6.     The law cannot save us.  If we could be saved by the law, then why did Christy have to go to the cross?  The Bible says Christ died on the cross to give us victory over sin (8:3).

7.     The apostle Paul (speaking on behalf of all law-abiding Jews) declares, “For I delight in the law of God” (7:22), and yet he also admits that this could not keep him from struggling with indwelling sin (7:15-20).

8.     “Consequently he continually finds himself going contrary to the deepest desires of his divinely-imparted new nature.  He practices things he does not want to do.  He fails to carry out his determinations for good.  The sins he commits he hates.  The good he loves he has not the strength to perform” (H. A. Ironside, Romans).

9.     James Stifler, in his commentary on Romans 7:15-20, refers to this as a “Laocoon contest.”  According to mythology, Laocoon was a Trojan priest of Apollo, who tried to warn the Trojans not to accept the Trojan Horse from the Greeks.

10. Laocoon told the Trojans, “Beware of Greeks bearing gifts,” but they would not listen to him.  The Trojans disregarded his advice, and in his anger Laocoon threw his spear at the Trojan Horse.

11. Poseidon, the Greek god of the sea, then sent sea-serpents to strangle Laocoön and his two sons.  This is a picturesque illustration of what Paul is describing here in Rom. 7.

12. Picture Laocoon and his two sons, entangled by horrifying sea-serpents.  Imagine them struggling with these terrible serpents.

13. Laocoon and his sons were squeezed to death by the sea-serpents.  But the Christian does not need to be squeezed to death by the power of indwelling sin.  

14. Chapter 7 ends with the statement, “I thank God through Jesus Christ our Lord” (7:25).  Chapter 6 ends with “eternal life through Jesus Christ our Lord” (6:23); and chapter 7 ends with escape from the flesh through Jesus Christ our Lord.

15. This brings us to chapter 8, and the power of the indwelling Holy Spirit.  This is the key to victory over the power of indwelling sin.

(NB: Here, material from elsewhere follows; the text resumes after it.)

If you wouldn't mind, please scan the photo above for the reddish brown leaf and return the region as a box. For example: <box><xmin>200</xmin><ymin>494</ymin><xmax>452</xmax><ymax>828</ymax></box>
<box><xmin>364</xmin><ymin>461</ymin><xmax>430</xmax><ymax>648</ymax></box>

16. Some have thought that, “I thank God…” should end the chapter and, “So then…” seems out of place.

17. But nothing in the Bible is out of place.  Paul is summing up his lesson before moving into a new lesson in chapter 8.



1.     There is a fascinating story associated with Paul’s reference in Romans 7:24 to deliverance from “the body of this death.”

2.     The Romans had devised many cruel ways of torturing prisoners.  One of them was to take a dead body and fasten it to the body of a condemned criminal. 

3.     The body was tightly strapped on forehead to forehead, nose to nose, lips to lips, chest to chest, arms to arms, hands to hands, loins to loins, legs to legs, and feet to feet.  A frightening picture!  But there is deliverance (7:25).